I couldn't put it down; it was an absolutely brutal page-turner!


It's unlike any murder mystery I've ever read. The chapters are intercut between Amelia Anne Richardson's life and Rebecca, the town of Bridgeton's high school salutatorian.


However, there is violence and sex and bad language... still, it was all perfectly placed and necessary... yet, maybe you should be 13 or 14 years old to read it... or have your parent read it first and see what they think.
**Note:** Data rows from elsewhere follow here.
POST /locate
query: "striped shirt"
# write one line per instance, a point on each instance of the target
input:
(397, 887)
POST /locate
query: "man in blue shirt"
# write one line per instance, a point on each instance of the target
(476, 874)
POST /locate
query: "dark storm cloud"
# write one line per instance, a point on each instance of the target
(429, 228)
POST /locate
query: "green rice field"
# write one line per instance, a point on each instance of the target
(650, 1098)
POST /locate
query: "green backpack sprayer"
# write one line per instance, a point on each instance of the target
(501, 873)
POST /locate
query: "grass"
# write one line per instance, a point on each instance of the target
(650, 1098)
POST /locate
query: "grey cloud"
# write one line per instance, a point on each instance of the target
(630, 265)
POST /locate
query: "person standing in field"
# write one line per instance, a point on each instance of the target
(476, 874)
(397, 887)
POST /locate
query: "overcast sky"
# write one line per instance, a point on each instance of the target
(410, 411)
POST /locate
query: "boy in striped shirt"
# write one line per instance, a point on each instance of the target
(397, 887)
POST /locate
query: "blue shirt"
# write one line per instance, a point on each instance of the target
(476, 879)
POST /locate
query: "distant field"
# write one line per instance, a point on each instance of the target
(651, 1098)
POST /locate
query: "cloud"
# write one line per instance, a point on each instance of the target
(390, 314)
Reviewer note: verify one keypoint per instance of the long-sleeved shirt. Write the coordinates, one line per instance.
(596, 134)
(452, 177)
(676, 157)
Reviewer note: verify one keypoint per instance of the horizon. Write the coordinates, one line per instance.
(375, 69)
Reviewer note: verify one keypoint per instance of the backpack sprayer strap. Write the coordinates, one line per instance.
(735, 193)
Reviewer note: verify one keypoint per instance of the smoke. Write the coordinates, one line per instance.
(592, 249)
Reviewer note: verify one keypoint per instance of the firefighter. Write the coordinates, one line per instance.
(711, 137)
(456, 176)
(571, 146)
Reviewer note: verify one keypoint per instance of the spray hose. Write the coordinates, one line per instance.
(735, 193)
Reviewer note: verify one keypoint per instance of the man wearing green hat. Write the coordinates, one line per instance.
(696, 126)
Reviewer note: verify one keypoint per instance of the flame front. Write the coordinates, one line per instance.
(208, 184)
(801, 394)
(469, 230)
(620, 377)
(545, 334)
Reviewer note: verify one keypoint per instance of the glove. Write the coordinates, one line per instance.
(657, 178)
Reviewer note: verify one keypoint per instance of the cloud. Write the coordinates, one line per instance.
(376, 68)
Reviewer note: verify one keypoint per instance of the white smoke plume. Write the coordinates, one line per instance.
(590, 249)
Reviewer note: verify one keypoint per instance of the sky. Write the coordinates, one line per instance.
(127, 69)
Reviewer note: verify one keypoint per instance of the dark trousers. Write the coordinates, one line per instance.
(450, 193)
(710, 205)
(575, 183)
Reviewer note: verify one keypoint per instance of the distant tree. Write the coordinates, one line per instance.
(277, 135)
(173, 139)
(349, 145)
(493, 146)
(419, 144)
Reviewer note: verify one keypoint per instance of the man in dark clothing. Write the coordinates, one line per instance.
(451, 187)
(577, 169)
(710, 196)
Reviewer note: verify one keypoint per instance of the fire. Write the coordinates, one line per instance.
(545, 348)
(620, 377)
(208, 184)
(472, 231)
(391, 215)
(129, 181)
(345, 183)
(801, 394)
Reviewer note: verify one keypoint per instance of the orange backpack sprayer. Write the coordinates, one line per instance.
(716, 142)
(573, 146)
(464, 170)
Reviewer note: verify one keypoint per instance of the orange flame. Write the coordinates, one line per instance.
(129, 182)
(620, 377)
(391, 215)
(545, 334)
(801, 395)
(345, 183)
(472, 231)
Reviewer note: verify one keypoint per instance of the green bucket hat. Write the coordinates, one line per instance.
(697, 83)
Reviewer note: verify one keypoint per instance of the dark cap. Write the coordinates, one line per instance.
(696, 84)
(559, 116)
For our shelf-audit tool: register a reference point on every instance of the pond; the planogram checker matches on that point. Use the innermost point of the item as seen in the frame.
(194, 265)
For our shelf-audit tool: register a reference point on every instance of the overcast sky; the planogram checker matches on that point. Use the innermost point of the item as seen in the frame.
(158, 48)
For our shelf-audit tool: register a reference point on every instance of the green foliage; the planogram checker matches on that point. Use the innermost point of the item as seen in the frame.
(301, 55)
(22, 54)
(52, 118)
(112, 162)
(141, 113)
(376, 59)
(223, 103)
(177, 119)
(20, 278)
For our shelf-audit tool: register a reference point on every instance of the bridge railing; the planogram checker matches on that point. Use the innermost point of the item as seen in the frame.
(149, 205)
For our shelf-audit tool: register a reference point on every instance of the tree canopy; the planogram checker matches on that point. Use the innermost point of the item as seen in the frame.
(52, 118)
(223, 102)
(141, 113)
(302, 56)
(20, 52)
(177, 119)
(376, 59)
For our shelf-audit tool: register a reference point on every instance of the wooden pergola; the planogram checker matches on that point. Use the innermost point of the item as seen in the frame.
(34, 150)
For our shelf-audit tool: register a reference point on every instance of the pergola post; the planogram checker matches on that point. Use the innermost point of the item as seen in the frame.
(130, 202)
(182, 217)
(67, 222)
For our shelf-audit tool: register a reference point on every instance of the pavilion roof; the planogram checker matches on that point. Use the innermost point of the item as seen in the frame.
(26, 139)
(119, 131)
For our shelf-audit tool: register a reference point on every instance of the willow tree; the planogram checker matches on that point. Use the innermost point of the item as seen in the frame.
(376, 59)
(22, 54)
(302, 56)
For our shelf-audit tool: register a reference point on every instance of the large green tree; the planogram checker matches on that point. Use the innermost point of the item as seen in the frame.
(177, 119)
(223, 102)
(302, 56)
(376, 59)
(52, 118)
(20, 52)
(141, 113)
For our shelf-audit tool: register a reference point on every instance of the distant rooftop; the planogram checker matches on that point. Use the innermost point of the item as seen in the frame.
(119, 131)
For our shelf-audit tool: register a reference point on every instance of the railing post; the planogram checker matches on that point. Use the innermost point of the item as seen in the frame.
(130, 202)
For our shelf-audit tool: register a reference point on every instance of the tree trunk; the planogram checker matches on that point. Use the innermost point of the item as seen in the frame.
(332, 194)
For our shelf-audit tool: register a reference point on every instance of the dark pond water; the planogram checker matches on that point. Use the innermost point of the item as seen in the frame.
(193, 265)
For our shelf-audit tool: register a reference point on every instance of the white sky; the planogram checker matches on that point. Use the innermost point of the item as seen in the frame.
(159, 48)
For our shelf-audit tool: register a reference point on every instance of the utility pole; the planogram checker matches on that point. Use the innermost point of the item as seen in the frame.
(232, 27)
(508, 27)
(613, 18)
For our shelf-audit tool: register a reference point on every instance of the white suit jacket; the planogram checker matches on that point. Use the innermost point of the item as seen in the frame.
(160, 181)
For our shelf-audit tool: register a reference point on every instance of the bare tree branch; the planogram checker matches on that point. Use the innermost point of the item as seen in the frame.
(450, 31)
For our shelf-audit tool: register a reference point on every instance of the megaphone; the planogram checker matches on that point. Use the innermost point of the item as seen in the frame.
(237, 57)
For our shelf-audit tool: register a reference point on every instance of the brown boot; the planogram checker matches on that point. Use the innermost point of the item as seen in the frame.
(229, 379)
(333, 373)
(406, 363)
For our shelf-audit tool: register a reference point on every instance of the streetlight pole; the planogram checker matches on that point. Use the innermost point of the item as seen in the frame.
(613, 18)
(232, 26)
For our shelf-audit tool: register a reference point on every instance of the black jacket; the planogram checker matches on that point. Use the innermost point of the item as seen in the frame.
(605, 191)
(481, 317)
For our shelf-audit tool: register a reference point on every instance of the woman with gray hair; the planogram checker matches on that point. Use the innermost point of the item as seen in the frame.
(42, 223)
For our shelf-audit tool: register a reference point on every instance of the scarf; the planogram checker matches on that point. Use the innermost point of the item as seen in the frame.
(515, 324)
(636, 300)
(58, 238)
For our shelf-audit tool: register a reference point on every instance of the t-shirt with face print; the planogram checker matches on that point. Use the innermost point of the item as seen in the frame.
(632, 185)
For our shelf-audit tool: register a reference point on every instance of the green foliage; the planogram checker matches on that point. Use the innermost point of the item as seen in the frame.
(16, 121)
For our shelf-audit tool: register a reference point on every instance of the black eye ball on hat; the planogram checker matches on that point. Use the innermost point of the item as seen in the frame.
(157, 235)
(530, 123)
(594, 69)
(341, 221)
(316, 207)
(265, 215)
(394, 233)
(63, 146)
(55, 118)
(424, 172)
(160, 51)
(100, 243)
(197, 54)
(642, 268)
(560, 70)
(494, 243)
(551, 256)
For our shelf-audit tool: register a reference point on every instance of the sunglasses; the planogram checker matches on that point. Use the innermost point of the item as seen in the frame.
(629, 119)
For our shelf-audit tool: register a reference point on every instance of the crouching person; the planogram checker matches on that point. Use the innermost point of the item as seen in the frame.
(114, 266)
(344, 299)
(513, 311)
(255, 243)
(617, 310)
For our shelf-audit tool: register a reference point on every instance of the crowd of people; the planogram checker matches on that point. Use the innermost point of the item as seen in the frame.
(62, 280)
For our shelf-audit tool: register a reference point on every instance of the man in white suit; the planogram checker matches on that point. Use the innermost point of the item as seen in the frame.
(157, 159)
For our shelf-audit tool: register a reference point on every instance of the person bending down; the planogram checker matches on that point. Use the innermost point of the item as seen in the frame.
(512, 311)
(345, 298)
Chapter 12 was so lyrical and atmospheric and evocative and positively lovely:
"The day that Brendan Brooks died was the hottest in anyone's memory, so hot that cats lay down in the shade and panted, elderly women fainted under the weight of their support hose, and the newly paved parking lot behind the grocery bubbled and churned and turned into a viscous black pudding. The sun, silvery-bright and hot, so hot, blazed arrogantly down from a blanched and cloudless sky. It baked small bits of gravel into the soft asphalt roads, it melted popsicles off their sticks and over the grubby hands of porch-sitting toddlers, and it pounded relentlessly against the supple skin of the local kids who gathered at the south shore bridge to cool off."
If you want to see what gorgeous writing looks like, sounds like, feels like... you need to read Amelia Anne Is Dead And Gone.


* with your parents permission, of course.